Reasons to Visit
Buddhism is ingrained into Bhutan's landscape and daily life, with prayer flags, prayer wheels and white chortens. A basic understanding of Buddhism really does add to the experience of travelling through Bhutan, and helps one to really appreciate the complex visual tapestries that are found throughout the country.
Bhutan's dzongs are the most striking architectural feature of the country; large white washed forts with battered walls (inward sloping to appear larger than they actually are). They are the administrative and religious centres of authority in each region. Two of Bhutan's best known dzongs can be found at Punakha and Trongsa.
Festivals or 'tsechus' are a major part of Bhutanese life and offer a unique cultural insight into this Himalayan Kingdom. They are colourful affairs with lots of masked dancing and bright costumes offering wonderful photo opportunities. During the larger festivals Bhutan is very popular with tourists and some of its charm can be lost, so visiting the smaller festivals is advisable.
Gross National Happiness is a truly unique and very Bhutanese idea. It is a more holistic approach to development and is drawn from the Buddhist belief that the ultimate purpose of life is inner happiness. It has been used to measure Bhutan's development since 1972 when the fourth king proposed the idea.
Bhutan only has a fraction of visitors compared to most countries, with only a limited number of flights in and out of one airport.
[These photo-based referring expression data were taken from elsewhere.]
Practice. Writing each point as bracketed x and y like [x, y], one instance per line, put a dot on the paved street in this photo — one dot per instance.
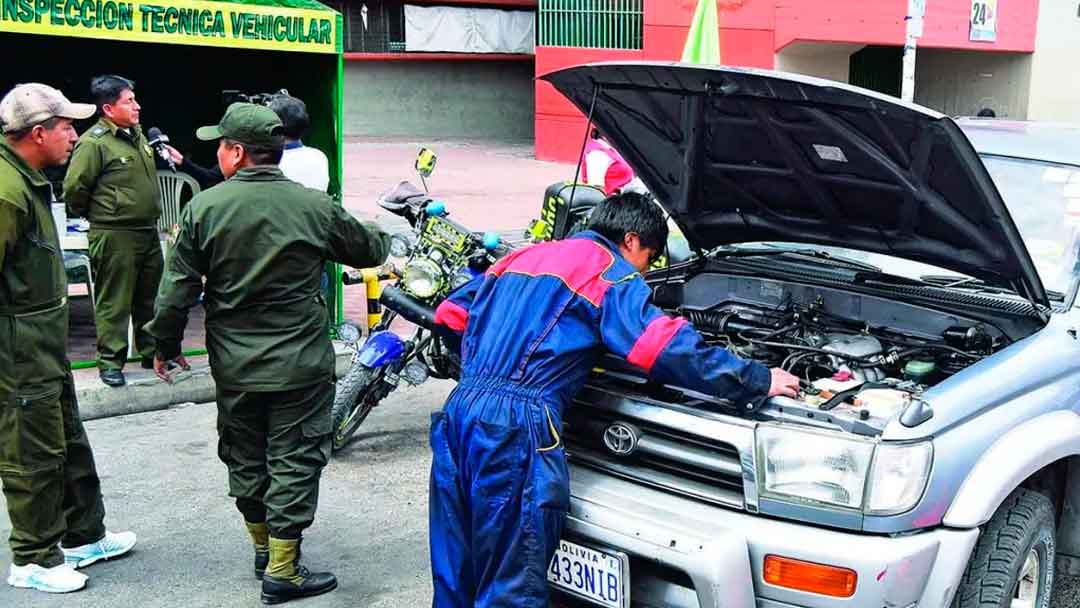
[162, 480]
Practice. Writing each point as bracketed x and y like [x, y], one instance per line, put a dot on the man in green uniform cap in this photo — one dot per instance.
[112, 180]
[46, 465]
[261, 241]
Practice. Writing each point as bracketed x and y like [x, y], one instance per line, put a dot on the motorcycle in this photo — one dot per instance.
[440, 256]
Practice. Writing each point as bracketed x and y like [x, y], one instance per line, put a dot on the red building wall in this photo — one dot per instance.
[753, 31]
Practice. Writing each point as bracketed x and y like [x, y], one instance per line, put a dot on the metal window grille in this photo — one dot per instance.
[592, 24]
[373, 26]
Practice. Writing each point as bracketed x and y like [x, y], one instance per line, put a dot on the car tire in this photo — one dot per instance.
[1014, 556]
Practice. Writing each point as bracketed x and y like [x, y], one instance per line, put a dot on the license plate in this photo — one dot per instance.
[601, 577]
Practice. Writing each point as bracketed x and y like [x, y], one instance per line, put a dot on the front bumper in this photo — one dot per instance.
[687, 554]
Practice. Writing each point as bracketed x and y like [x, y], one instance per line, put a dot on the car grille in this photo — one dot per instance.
[664, 457]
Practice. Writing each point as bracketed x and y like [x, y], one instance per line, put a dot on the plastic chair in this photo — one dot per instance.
[172, 197]
[78, 271]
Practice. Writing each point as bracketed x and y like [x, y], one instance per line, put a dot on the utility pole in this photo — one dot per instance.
[916, 10]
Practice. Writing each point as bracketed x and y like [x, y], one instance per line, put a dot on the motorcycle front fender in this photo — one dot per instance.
[380, 349]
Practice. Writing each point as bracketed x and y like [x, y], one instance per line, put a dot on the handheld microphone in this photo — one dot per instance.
[158, 140]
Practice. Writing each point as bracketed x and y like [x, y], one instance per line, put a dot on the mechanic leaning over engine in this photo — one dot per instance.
[531, 328]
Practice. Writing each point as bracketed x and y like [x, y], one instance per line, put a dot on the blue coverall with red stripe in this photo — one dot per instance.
[532, 327]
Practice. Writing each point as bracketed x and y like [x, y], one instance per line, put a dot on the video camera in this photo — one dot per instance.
[230, 96]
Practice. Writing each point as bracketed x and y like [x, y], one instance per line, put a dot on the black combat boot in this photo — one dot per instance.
[285, 579]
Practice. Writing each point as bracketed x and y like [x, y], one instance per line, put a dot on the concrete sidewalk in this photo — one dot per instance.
[146, 392]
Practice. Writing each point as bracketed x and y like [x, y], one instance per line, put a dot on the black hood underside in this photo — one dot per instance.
[741, 156]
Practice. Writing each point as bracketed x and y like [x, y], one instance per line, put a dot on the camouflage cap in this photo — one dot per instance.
[246, 123]
[27, 105]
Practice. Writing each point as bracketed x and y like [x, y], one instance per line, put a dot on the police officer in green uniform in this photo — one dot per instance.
[261, 241]
[46, 465]
[112, 180]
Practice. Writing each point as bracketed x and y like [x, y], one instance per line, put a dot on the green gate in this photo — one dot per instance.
[592, 24]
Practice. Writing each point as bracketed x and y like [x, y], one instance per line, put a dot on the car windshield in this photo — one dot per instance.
[1043, 200]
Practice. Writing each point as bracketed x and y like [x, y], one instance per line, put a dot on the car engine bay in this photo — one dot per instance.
[862, 360]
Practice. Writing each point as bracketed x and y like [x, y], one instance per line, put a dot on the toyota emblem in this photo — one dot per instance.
[620, 438]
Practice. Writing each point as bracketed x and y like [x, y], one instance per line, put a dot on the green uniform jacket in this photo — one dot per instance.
[34, 314]
[260, 241]
[112, 179]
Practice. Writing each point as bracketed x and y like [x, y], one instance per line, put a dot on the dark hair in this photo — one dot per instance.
[107, 89]
[630, 212]
[258, 154]
[48, 124]
[293, 113]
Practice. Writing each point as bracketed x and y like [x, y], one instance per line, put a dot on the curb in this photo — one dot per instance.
[145, 392]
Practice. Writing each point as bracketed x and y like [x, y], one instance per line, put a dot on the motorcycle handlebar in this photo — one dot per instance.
[352, 278]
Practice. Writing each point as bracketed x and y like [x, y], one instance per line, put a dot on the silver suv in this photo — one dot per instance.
[918, 273]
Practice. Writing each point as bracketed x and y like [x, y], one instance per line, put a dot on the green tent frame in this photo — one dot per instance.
[183, 55]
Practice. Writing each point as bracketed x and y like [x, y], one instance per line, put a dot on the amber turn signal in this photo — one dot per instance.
[812, 578]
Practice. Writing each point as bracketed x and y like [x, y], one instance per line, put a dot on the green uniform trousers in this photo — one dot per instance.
[127, 266]
[50, 482]
[275, 445]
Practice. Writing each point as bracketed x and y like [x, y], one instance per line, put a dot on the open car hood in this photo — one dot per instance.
[740, 154]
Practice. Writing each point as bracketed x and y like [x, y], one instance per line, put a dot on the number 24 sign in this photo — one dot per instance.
[984, 21]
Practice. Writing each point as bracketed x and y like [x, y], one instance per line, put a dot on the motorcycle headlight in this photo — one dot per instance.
[460, 278]
[422, 278]
[401, 244]
[827, 469]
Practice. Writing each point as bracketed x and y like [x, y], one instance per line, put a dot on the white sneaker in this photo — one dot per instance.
[110, 545]
[57, 579]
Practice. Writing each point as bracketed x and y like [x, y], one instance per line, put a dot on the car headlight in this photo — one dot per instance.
[401, 244]
[827, 469]
[422, 278]
[899, 477]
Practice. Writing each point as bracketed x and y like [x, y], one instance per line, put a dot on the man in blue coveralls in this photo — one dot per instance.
[532, 327]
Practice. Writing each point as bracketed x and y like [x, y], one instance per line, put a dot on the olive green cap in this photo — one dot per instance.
[246, 123]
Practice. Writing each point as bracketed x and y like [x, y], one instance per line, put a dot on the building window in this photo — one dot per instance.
[592, 24]
[372, 26]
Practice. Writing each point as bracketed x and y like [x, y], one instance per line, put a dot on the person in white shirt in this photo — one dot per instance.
[300, 163]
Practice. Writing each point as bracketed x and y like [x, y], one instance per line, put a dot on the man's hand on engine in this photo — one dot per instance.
[783, 383]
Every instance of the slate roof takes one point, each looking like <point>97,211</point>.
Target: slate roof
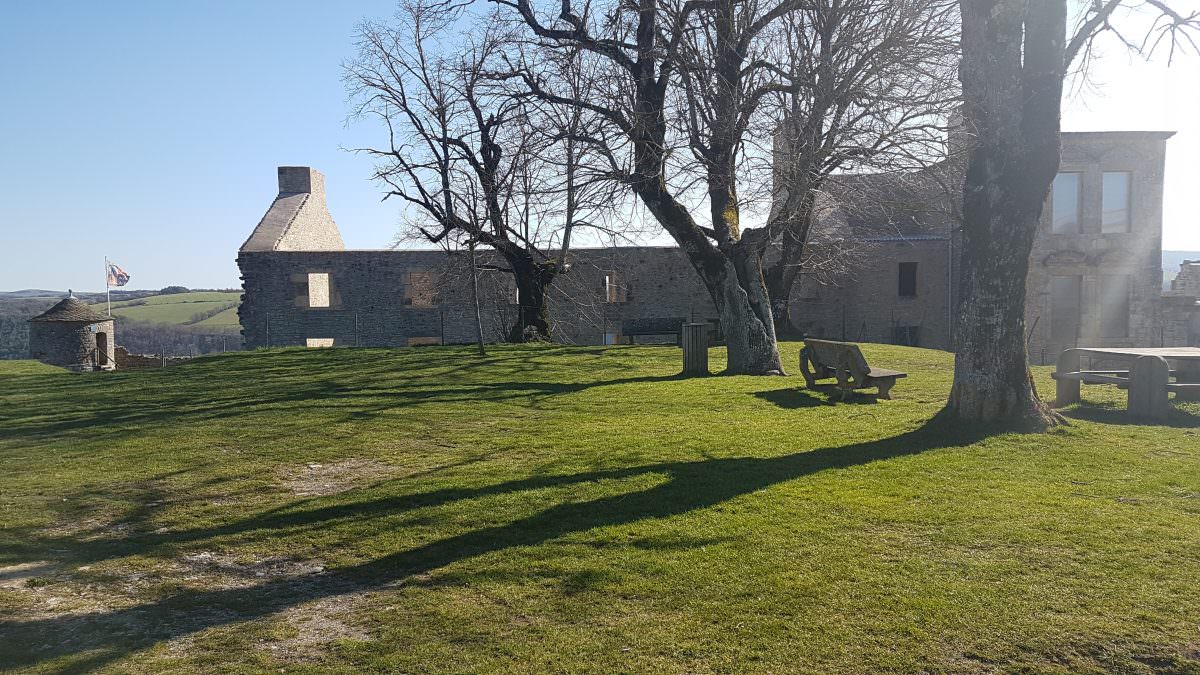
<point>906,204</point>
<point>72,310</point>
<point>275,223</point>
Visiting Bhutan you are able to experience a way of life that in the rural areas has largely remained unchanged for centuries. You may wish to visit a local farm or even stay in a simple traditional Bhutanese home.
Travelling through Bhutan it is easy to take the picturesque valleys for granted, but as soon as you leave you realise just how unspoilt Bhutan is. Although Thimpu, the capital, has expanded, the towns are very small - over each pass you descend into another beautiful and unspoilt landscape.
One of the best ways to explore Bhutan is by foot. There are numerous day walks that can be arranged and for those who want to trek we specialise in offering short two or three night treks.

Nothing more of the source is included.